Thus it appears that the policy issued by the respondent to the Dilling company was, in fact, an excess limit policy only; that is, the Dilling company was entitled to protection and indemnity under the policy issued by the appellant to Bessie Moore, and therefore the policy held by the Dilling company was not involved unless and until liability exceeded the coverage afforded by the policy issued by the appellant. The judgments herein were within the limits of the policy issued by the appellant to Bessie Moore.

[3] The judgment in the present case is right, considered from another standpoint. The policy issued by the respondent provides for subrogation. It says:

"In case of payment of loss or expense under this policy the Corporation shall be subrogated to all rights of the Assured against any party as respects such loss or expense to the amount of such payment, and the Assured shall execute all papers required and shall cooperate with the Corporation to secure to the Corporation such rights."
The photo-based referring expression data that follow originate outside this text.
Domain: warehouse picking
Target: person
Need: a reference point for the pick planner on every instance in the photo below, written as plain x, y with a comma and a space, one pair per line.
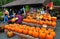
5, 18
6, 14
19, 19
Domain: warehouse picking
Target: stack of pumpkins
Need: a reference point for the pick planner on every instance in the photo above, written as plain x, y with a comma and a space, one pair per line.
45, 19
36, 32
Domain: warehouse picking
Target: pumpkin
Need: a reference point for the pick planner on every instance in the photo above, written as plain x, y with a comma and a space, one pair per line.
53, 24
41, 22
38, 22
1, 29
41, 16
13, 20
29, 17
42, 35
10, 34
30, 32
49, 36
37, 29
53, 34
32, 28
35, 34
28, 27
45, 22
25, 31
50, 30
53, 19
43, 29
20, 30
49, 23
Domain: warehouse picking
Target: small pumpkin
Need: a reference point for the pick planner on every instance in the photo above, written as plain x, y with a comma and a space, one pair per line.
35, 34
53, 19
41, 22
25, 31
30, 32
42, 35
53, 34
49, 36
13, 20
53, 24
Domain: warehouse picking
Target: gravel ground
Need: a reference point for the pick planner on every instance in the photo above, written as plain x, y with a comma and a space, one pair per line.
57, 30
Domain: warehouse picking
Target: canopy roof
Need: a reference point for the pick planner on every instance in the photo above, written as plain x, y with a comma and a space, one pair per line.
24, 2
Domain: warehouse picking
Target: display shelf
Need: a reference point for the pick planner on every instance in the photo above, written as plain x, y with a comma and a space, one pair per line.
37, 25
23, 35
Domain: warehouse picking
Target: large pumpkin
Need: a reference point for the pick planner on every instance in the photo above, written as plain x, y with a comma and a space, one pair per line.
10, 34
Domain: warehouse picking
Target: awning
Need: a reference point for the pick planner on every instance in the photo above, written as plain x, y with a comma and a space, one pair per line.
24, 2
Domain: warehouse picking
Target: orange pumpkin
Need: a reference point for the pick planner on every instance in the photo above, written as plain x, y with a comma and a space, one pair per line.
29, 17
10, 34
41, 22
13, 20
53, 24
53, 34
25, 31
49, 23
20, 30
49, 36
32, 28
50, 30
43, 29
42, 35
37, 29
53, 19
30, 32
35, 34
28, 27
46, 21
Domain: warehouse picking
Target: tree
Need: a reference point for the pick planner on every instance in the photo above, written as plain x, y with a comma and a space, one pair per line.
3, 2
56, 2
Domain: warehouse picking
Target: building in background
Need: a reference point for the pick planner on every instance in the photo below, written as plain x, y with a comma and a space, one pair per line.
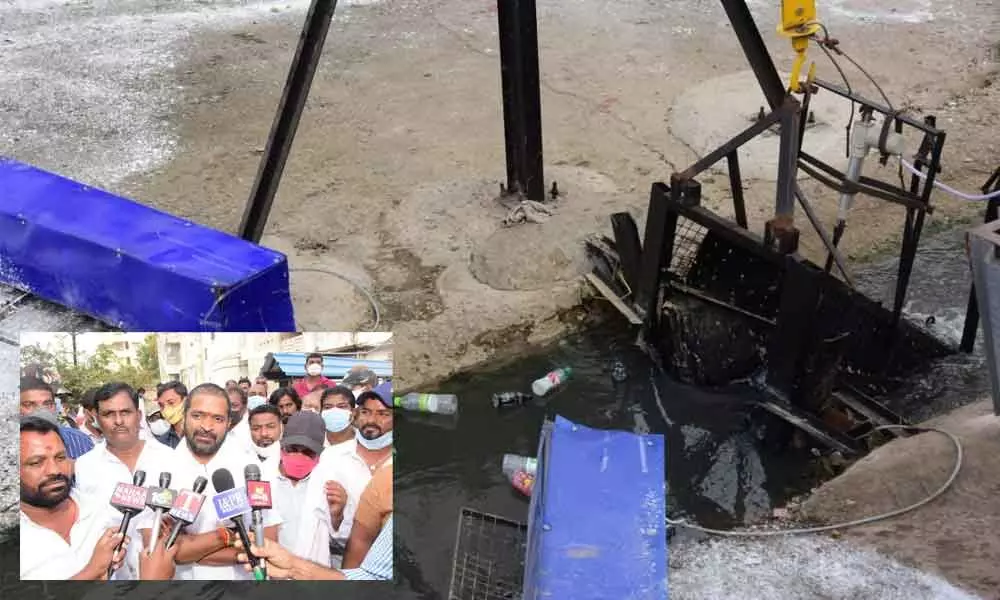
194, 358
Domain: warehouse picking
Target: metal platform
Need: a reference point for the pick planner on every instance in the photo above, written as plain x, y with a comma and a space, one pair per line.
489, 557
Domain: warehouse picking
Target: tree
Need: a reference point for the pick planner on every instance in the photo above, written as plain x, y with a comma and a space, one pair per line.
149, 358
96, 370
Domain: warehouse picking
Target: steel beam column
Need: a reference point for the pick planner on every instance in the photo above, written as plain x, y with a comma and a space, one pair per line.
286, 121
522, 104
984, 246
756, 51
972, 309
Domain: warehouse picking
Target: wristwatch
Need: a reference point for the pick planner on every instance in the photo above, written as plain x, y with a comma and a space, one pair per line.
225, 536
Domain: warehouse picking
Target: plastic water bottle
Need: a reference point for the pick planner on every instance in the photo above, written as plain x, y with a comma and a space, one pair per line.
440, 404
544, 385
513, 463
504, 399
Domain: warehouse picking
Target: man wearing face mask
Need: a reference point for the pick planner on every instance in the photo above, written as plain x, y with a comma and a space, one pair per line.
360, 379
90, 425
170, 397
287, 400
122, 453
314, 376
239, 426
37, 397
340, 478
265, 431
300, 446
338, 413
206, 547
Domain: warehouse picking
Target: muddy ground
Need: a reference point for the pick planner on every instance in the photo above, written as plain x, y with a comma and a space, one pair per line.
399, 155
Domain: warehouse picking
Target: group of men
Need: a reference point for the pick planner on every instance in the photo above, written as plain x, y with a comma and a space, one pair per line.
325, 449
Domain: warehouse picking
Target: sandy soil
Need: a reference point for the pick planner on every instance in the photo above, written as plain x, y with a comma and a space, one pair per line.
954, 536
400, 151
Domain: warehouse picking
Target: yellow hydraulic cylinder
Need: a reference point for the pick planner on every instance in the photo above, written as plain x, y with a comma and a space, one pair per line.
798, 23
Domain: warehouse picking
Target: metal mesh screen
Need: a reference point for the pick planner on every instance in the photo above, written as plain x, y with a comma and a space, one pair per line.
688, 238
489, 558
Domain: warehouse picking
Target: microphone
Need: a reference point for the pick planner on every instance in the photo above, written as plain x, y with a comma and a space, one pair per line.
161, 499
259, 493
186, 507
232, 503
130, 500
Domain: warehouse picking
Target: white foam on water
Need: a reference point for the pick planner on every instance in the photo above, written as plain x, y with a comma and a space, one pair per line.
88, 90
796, 567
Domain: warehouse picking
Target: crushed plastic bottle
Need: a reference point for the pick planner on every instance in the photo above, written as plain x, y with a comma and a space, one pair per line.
513, 463
555, 378
440, 404
509, 399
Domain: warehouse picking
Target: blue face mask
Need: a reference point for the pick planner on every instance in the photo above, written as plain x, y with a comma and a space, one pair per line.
382, 441
336, 419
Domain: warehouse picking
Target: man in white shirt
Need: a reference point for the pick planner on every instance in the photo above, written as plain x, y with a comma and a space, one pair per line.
206, 549
301, 446
63, 534
123, 452
338, 413
339, 479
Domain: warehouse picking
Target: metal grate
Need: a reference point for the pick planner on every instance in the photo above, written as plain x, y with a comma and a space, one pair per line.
688, 239
489, 558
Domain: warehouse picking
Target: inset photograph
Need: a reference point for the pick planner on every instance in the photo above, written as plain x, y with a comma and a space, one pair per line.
206, 456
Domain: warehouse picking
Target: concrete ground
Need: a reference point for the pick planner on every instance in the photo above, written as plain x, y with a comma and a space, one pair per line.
953, 536
400, 151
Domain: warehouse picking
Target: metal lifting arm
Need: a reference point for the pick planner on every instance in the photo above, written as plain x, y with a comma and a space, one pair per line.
799, 23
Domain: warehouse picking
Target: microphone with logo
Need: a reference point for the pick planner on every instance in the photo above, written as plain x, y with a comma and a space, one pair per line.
186, 508
259, 493
231, 503
161, 500
130, 500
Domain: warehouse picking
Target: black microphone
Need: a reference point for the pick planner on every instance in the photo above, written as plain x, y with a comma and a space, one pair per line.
130, 499
259, 495
232, 503
186, 508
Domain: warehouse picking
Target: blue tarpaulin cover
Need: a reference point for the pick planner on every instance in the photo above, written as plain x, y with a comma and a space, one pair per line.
131, 266
597, 527
293, 364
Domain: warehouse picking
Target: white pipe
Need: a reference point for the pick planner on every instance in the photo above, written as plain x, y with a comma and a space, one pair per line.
948, 188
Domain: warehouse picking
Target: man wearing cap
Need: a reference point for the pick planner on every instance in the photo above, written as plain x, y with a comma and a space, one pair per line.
37, 397
265, 431
314, 376
301, 446
360, 379
341, 476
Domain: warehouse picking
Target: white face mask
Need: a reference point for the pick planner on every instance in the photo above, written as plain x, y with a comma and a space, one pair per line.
159, 427
268, 452
382, 441
336, 419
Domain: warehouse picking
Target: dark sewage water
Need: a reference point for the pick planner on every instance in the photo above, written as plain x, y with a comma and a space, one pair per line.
721, 470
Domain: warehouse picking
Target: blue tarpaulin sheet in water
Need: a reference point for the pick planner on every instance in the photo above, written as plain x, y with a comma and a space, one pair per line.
130, 266
597, 525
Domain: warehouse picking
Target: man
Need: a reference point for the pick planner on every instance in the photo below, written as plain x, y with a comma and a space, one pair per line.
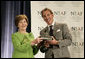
58, 47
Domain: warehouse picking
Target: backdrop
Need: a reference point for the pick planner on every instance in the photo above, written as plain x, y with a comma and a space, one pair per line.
69, 12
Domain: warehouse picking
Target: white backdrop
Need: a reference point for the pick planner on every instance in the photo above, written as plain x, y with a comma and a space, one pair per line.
70, 12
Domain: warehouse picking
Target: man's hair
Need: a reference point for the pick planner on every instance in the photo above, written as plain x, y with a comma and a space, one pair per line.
20, 17
46, 10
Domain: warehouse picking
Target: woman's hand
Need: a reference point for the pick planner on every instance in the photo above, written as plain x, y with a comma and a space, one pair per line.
36, 41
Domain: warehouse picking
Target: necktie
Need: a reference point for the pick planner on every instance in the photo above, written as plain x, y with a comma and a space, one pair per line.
51, 31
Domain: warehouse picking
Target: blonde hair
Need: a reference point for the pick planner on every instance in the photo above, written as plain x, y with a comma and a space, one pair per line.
20, 17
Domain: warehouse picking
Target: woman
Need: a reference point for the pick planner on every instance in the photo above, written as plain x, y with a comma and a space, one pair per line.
24, 42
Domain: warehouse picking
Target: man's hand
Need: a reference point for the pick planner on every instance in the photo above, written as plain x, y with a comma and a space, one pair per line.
53, 42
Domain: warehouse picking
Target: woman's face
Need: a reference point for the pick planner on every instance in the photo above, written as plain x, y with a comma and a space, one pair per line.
48, 17
22, 25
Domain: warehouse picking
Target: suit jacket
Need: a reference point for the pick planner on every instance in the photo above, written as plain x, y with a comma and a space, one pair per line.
62, 34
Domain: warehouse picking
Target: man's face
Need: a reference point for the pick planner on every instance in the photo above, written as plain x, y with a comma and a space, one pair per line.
48, 17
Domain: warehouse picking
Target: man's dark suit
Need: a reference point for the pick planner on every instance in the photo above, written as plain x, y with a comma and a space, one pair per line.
61, 33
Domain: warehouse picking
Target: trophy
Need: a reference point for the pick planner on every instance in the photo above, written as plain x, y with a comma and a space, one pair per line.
42, 47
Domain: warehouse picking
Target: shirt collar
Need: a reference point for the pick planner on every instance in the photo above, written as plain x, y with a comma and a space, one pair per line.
51, 24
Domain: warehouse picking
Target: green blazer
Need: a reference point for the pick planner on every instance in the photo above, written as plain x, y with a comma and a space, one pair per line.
22, 47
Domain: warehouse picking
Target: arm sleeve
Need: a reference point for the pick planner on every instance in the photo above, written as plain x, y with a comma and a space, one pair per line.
17, 44
67, 38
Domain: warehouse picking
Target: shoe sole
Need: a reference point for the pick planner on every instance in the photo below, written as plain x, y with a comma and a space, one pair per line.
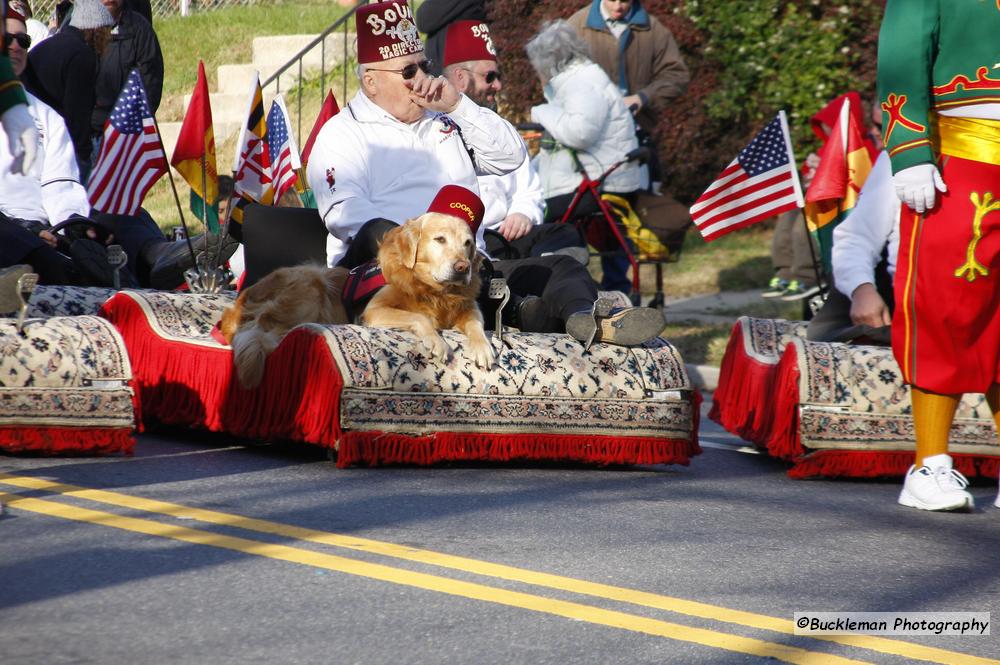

The Dilling company would be entitled to recover back from Bessie Moore whatever loss it sustained because of her negligence as its agent (39 C.J., Master and Servant, § 1514, p. 1313), and under the subrogation clause, quoted above, the respondent was subrogated to this right. Any necessity for waging an independent action against Bessie Moore to establish the liability of the appellant in this respect, was waived by the appellant in the written agreement between the parties, already quoted herein.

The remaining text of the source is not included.